It doesn't have quite the ring of "End the Fed," but Ron Paul's next revolution is a little more tuned in to the 21st century: the battle for Internet freedom.

The Texas congressman and GOP presidential candidate made eliminating the Federal Reserve the cornerstone of his libertarian political program for more than three decades. Alongside his son, Sen. Rand Paul (R) of Kentucky, however, the Paul movement is going to shift gears to online liberty after Paul père's bill to audit the Fed gets its moment in the sun in the House later this month. (The bill will die there, however, as it has no prospects in a Senate controlled by Democrats.)

The announcement, built into a  manifesto called "The Technology Revolution," released today, from the Paul-backing grassroots group Campaign for Liberty, raises three questions. What does the family Paul want out of Internet freedom? Will they be successful? And what does the change do for the libertarian movement more broadly?

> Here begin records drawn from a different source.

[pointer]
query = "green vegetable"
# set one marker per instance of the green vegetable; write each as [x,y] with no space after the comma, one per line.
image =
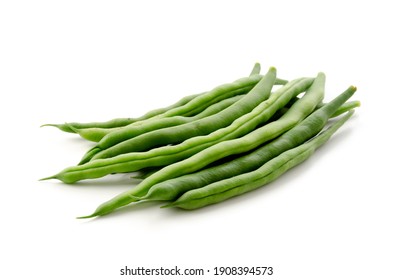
[164,136]
[171,189]
[96,134]
[300,110]
[136,161]
[225,189]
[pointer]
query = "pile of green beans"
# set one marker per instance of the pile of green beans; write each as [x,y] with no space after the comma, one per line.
[209,147]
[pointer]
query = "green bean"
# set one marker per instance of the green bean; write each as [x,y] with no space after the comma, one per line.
[96,134]
[256,70]
[298,112]
[225,189]
[346,107]
[72,127]
[239,127]
[129,162]
[306,129]
[123,142]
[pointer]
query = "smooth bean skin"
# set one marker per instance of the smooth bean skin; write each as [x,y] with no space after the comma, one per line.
[295,114]
[256,69]
[242,125]
[72,127]
[96,134]
[225,189]
[171,189]
[168,136]
[156,157]
[204,126]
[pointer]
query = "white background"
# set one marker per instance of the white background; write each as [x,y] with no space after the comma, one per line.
[62,61]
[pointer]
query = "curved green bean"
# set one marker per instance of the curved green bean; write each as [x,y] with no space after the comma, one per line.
[239,127]
[171,189]
[295,114]
[124,142]
[225,189]
[96,134]
[129,162]
[72,127]
[256,69]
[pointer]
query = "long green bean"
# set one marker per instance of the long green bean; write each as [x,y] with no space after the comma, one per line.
[306,129]
[231,187]
[295,114]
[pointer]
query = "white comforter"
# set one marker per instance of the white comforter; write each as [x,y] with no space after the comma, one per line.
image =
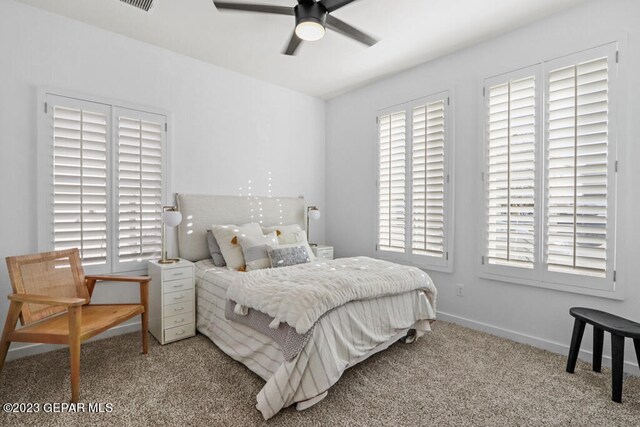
[301,294]
[342,338]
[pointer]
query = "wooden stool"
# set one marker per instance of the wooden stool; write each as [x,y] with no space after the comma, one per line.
[619,328]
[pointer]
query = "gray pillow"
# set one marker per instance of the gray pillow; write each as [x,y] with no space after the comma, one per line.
[289,255]
[214,250]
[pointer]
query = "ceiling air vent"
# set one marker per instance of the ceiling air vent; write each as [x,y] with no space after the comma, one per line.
[140,4]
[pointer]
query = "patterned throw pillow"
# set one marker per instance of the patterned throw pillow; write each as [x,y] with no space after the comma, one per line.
[290,234]
[214,250]
[286,255]
[254,249]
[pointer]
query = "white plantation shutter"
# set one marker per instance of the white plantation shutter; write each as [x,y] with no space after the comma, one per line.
[428,179]
[139,185]
[577,168]
[511,176]
[80,135]
[101,182]
[392,182]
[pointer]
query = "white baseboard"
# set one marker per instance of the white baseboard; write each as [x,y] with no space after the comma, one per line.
[28,349]
[629,367]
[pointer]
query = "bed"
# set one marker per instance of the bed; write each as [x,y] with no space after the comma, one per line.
[341,338]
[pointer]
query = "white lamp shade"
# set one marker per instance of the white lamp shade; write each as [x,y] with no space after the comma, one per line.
[314,214]
[171,218]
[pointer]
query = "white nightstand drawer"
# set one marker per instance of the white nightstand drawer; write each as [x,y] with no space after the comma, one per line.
[179,332]
[172,298]
[179,320]
[176,297]
[178,273]
[177,285]
[180,308]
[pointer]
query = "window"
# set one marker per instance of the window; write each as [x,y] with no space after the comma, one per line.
[102,181]
[413,197]
[549,174]
[511,172]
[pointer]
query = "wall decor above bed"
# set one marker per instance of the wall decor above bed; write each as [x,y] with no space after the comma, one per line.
[201,211]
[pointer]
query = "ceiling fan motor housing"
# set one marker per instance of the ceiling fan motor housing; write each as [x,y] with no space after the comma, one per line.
[311,12]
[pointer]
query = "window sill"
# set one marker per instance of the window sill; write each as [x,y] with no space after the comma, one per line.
[617,294]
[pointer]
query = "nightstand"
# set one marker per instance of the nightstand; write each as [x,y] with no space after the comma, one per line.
[322,251]
[172,301]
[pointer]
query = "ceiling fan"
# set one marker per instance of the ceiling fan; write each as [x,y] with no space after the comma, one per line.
[312,19]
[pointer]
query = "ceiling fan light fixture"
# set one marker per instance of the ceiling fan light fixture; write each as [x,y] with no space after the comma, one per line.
[310,31]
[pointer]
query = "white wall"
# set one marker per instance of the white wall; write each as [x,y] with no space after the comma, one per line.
[533,315]
[226,128]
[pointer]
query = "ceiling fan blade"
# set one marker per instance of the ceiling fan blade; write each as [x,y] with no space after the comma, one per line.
[294,43]
[347,30]
[248,7]
[332,5]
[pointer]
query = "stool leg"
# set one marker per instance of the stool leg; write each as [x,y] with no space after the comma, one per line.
[617,366]
[576,339]
[598,341]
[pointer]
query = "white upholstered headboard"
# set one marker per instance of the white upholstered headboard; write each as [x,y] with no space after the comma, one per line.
[200,212]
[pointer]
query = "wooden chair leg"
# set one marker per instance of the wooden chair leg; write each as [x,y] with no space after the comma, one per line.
[144,299]
[576,340]
[75,318]
[598,342]
[617,367]
[9,326]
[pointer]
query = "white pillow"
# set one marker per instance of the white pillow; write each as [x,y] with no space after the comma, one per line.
[290,234]
[254,250]
[227,238]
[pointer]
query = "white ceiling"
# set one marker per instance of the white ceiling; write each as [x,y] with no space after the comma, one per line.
[410,32]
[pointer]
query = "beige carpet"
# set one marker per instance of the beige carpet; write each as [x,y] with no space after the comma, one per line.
[453,377]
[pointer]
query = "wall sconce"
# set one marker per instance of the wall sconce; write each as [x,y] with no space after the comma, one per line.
[171,217]
[312,213]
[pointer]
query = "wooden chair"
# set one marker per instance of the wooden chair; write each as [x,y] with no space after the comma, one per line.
[52,298]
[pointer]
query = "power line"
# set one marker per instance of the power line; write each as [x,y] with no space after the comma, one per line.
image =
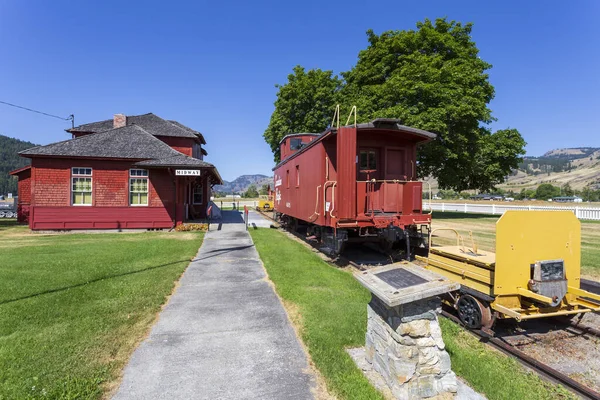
[69,118]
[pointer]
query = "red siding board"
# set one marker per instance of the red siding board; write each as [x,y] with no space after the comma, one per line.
[50,188]
[100,218]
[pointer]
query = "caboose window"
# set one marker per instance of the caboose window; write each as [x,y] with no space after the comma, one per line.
[368,160]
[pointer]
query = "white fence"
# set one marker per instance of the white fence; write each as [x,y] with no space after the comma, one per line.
[584,213]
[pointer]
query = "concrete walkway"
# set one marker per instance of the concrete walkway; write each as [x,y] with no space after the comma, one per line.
[224,333]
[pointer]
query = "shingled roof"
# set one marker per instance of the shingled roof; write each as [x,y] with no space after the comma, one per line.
[129,142]
[151,123]
[200,136]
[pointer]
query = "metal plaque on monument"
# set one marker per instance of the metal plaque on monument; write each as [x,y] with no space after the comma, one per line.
[404,342]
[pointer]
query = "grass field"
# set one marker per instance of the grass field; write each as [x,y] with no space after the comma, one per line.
[484,232]
[329,308]
[74,306]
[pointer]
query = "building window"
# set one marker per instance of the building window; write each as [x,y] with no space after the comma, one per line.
[295,144]
[138,187]
[198,194]
[368,160]
[81,186]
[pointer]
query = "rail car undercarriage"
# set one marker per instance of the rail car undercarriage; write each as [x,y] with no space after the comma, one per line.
[398,242]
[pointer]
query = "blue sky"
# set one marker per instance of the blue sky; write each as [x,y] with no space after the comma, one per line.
[213,65]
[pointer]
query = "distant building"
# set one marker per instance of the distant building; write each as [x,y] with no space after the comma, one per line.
[567,199]
[127,172]
[487,196]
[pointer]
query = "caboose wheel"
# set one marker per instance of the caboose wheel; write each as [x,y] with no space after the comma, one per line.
[473,313]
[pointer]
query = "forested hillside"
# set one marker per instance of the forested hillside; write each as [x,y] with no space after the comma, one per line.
[10,160]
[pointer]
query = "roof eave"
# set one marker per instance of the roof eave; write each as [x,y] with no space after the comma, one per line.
[19,170]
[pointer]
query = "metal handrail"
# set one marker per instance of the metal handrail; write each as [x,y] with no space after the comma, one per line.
[353,111]
[336,114]
[332,199]
[325,194]
[316,213]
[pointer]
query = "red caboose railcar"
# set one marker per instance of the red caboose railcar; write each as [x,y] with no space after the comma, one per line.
[354,184]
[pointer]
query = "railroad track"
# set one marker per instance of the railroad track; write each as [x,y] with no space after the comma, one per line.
[542,369]
[530,362]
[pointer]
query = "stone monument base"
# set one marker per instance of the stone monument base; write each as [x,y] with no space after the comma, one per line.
[405,346]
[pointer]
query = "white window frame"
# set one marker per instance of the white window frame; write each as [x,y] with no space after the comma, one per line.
[194,194]
[78,175]
[145,175]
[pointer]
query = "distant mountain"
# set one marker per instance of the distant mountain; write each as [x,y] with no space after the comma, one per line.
[10,160]
[241,183]
[580,167]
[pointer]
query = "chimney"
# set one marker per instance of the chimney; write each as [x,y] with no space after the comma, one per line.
[119,120]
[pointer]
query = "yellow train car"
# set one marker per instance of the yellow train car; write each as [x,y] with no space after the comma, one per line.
[534,273]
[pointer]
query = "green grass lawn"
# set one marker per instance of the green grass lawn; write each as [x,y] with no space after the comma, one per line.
[484,231]
[331,311]
[74,306]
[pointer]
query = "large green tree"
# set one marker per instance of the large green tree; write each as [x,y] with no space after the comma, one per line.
[433,78]
[430,78]
[304,104]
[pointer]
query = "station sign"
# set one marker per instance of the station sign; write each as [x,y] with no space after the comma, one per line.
[187,172]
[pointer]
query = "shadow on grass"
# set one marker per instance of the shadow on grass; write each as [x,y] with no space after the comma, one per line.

The manifesto builds its case around two fundamental views: the Internet moves faster than government's ability to regulate it and the main obstacles to economy progress and individual freedom online come from government intervention. 

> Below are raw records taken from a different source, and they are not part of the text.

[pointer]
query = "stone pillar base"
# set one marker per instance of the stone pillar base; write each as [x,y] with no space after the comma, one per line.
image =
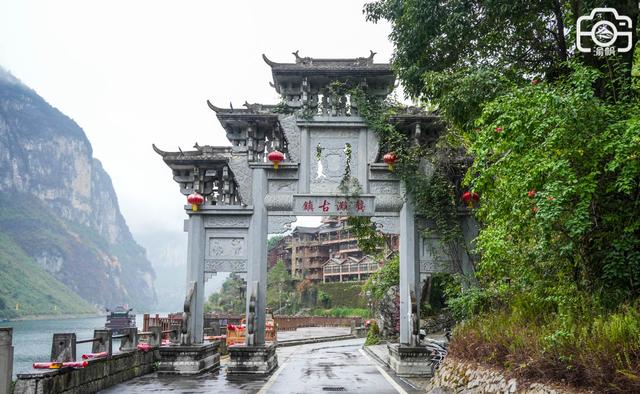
[189,360]
[252,360]
[410,361]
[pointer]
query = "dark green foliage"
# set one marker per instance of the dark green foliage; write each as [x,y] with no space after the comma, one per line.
[324,299]
[554,137]
[373,335]
[280,287]
[230,298]
[37,230]
[345,295]
[273,241]
[383,279]
[25,285]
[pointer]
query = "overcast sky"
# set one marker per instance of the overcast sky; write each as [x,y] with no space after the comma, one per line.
[132,73]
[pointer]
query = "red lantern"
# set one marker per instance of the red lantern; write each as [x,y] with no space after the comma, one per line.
[195,199]
[275,157]
[470,198]
[390,158]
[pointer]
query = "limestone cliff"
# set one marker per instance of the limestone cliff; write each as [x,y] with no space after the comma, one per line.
[79,235]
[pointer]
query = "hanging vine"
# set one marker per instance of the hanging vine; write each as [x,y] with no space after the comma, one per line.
[434,195]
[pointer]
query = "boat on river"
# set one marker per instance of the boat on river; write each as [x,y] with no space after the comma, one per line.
[119,318]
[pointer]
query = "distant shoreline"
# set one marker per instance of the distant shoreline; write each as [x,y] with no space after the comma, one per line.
[53,317]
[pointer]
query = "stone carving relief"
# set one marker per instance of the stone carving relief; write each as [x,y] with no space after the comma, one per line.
[292,134]
[326,173]
[282,186]
[280,224]
[227,247]
[384,187]
[227,221]
[372,147]
[278,202]
[387,224]
[389,202]
[240,167]
[225,265]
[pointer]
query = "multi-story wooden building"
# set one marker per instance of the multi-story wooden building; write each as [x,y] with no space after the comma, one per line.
[307,250]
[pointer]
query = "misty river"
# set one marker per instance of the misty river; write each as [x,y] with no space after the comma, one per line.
[32,338]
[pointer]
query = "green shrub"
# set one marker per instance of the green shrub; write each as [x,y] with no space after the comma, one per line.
[373,334]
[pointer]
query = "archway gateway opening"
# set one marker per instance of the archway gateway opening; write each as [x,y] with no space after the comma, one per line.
[241,193]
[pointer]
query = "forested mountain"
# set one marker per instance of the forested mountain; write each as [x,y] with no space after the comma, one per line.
[61,231]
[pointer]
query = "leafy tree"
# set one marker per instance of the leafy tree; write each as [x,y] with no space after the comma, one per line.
[279,286]
[230,298]
[554,135]
[383,279]
[518,38]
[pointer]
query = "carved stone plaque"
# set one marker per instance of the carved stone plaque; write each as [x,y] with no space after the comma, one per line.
[227,247]
[225,265]
[329,158]
[226,250]
[319,205]
[227,221]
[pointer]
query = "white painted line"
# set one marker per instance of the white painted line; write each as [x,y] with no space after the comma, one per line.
[272,379]
[389,379]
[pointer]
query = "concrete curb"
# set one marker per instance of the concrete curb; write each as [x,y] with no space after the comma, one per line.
[375,356]
[296,342]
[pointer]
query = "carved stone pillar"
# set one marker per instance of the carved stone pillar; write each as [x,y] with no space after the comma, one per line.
[257,267]
[409,269]
[195,273]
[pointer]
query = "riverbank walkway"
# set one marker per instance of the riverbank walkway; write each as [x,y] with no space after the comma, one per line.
[339,365]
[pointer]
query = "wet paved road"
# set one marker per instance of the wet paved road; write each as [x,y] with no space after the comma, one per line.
[328,367]
[315,368]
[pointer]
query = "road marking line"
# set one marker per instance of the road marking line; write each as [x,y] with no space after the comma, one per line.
[389,379]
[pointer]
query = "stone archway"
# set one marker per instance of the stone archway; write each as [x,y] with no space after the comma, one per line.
[247,198]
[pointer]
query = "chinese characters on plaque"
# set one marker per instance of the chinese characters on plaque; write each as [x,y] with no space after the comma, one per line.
[334,205]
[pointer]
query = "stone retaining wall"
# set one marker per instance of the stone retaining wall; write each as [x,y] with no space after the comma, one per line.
[98,375]
[292,323]
[456,376]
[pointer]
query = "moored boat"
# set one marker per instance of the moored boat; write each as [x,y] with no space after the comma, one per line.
[119,318]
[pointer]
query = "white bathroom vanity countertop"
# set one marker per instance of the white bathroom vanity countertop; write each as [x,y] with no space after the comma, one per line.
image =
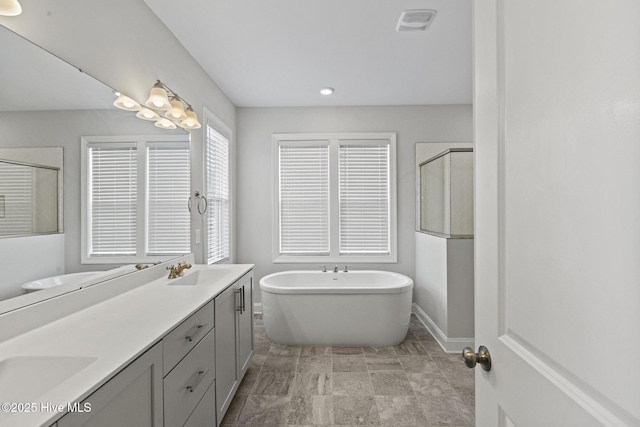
[114,332]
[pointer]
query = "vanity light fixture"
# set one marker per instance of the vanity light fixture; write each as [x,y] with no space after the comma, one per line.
[191,122]
[158,98]
[164,123]
[147,114]
[125,103]
[155,108]
[177,110]
[10,8]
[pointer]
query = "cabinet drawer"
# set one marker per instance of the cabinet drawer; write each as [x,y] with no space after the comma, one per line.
[185,336]
[205,413]
[185,386]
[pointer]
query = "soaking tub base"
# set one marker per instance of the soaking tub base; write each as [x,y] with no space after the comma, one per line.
[337,309]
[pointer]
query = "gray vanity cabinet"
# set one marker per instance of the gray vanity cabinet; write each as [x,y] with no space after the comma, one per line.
[133,398]
[245,324]
[234,340]
[226,361]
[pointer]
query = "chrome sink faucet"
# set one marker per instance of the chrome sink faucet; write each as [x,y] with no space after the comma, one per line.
[174,272]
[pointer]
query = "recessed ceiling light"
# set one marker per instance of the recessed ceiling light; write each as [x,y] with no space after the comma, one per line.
[415,20]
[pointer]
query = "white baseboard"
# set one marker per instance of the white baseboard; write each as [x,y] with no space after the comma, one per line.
[450,345]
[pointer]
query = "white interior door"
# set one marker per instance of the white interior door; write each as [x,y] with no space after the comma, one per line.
[557,140]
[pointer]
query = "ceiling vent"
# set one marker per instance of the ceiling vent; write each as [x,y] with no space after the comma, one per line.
[415,20]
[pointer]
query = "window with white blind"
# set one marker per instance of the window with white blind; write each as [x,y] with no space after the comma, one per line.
[304,199]
[218,190]
[134,198]
[335,198]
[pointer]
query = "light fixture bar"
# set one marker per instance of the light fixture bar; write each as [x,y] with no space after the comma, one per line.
[10,8]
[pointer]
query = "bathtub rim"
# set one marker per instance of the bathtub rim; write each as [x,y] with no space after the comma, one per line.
[407,286]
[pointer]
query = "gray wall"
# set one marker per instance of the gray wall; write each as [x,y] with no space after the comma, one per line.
[446,123]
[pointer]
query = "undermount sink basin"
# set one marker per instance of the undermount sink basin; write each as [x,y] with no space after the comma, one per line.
[200,277]
[25,378]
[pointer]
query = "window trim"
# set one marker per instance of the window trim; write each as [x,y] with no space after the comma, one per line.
[110,141]
[334,140]
[223,129]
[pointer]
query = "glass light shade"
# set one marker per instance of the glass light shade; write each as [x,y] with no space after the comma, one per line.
[147,114]
[177,111]
[191,122]
[158,99]
[10,8]
[125,103]
[165,124]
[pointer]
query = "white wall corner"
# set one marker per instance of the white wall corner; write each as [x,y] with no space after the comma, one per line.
[449,345]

"Around the world, the real threat to Internet freedom comes not from bad people or inefficient markets – we can and will always route around them – but from governments' foolish attempts to manage and control innovation," according to the manifesto.

But it's not just government that draws libertarian ire.

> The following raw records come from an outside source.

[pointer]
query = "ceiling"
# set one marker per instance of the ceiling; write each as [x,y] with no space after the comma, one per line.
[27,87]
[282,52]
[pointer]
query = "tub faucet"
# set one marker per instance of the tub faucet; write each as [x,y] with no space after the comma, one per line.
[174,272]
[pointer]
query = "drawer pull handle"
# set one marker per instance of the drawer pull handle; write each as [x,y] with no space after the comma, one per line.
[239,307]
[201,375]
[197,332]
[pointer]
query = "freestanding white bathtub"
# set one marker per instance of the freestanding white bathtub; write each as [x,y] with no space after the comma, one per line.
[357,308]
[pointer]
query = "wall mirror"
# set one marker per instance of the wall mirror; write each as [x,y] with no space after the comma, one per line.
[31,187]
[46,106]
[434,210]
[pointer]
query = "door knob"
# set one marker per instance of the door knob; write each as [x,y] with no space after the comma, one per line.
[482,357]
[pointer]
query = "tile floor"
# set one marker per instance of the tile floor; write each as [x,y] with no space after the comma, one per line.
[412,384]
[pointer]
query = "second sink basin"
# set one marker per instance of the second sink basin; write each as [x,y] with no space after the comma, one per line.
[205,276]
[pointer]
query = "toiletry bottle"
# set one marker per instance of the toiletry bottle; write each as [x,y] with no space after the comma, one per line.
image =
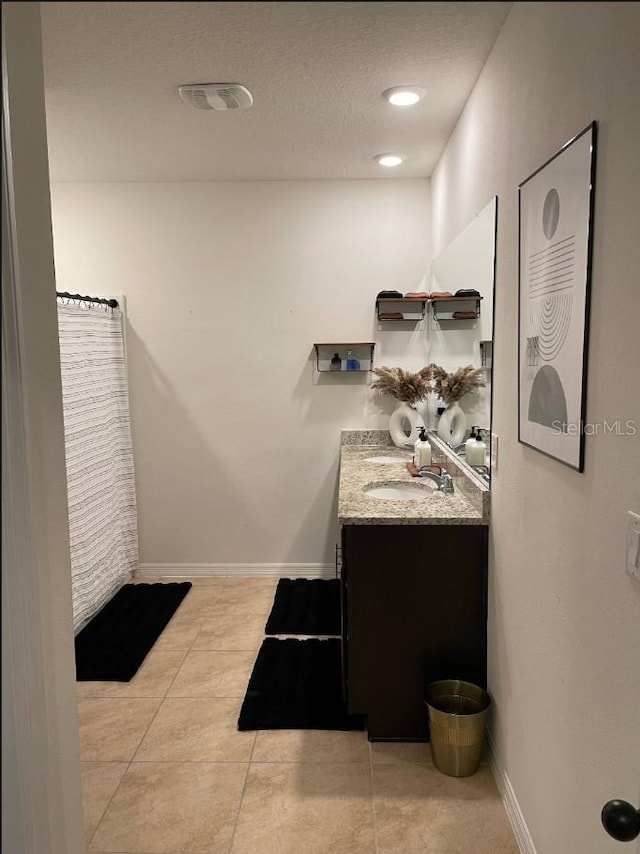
[422,450]
[480,450]
[475,453]
[469,446]
[352,363]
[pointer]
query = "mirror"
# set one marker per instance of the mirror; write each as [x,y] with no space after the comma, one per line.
[456,336]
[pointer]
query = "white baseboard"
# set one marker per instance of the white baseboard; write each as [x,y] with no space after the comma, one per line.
[514,813]
[237,570]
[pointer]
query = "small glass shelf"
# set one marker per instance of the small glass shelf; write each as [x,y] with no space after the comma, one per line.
[362,351]
[399,309]
[447,309]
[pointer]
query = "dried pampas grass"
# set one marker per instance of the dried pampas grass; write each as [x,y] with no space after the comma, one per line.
[412,388]
[451,387]
[405,386]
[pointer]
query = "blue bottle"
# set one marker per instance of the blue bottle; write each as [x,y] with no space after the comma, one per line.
[352,363]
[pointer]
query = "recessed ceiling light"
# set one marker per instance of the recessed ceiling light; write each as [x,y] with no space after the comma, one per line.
[390,159]
[404,96]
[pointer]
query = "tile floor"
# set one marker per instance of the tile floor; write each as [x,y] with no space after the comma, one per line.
[165,770]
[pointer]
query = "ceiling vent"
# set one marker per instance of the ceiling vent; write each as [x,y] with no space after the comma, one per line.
[216,96]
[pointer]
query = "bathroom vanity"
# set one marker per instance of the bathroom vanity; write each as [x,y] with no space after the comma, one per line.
[414,585]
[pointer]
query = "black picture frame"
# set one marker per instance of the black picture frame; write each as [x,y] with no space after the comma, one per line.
[555,232]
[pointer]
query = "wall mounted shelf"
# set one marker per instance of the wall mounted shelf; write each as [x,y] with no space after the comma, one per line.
[400,308]
[327,353]
[447,309]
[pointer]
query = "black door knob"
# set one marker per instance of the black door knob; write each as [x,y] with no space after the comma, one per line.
[621,820]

"The road to tyranny is being paved by a collectivist-Industrial complex – a dangerous brew of wealthy, international NGO's, progressive do-gooders, corporate cronies and sympathetic political elites" that want to shackle the Internet, according to the manifesto.

Success in this struggle is, like so much else in the Paul canon, about keeping meddling hands out of the way so that markets and individuals can make their own decisions.

"Technology revolutionaries succeed because of the decentralized nature of the Internet which defies government control," according to the manifesto.

So with all that said, will the Paul/libertarian movement beat back all government involvement in the Internet? Don't count on it. But as the Republican primary process proved, the Paul family policy prescription of deeply cutting government – You want big cuts? Ron Paul's been screaming it for years – has resonated in the Republican Party and, indeed, across America this election cycle.

What Paul says openly, such as the need to slash entire federal departments, Republican frontrunner Mitt Romney apparently believes – but only says so in closed fundraisers.

“The success of this message is way beyond my expectations,” Ron Paul said at a Christian Science Monitor breakfast in September. "Who would’ve ever dreamed that, after 100 years, we’d be talking about the Federal Reserve at debates? I mean, this is fantastic.”

Past performance, as all know, is no definite prescription for the future. But on something as quixotic as ending the Fed, Paul has moved the needle. Why couldn't Ron and Rand have the same impact on Internet policy?

But Ron doesn't have too many more years in the spotlight. What does that all mean for the libertarian movement? Rand, who won as an insurgent in Kentucky's GOP primary in 2010 and who has carried the libertarian agenda into the Senate, will pick up the Paul family banner when Ron retires from Congress at year's end. He will be joined by libertarian supporters in the House, most notably Rep.Justin Amash (R) of Michigan. 

As Buzzfeed's Rosie Gray, who broke the news of the Internet manifesto, put it: "Internet freedom, Paul insiders say, is going to be Rand's end-the-Fed."

The Paul brand has been powered in no small part by young people. The Internet freedom push gives Team Paul a way to relate to a generation of acolytes in a closer-to-home way than the somewhat esoteric crusade against the Fed. It's not that the end of fiat money and a return to the gold standard is going to be leaving the Paul playbook – it's a central part of the philosophy and something Rand has hewed to consistently.

But leading with the Net, the Paul program could have an entry point to an even wider following.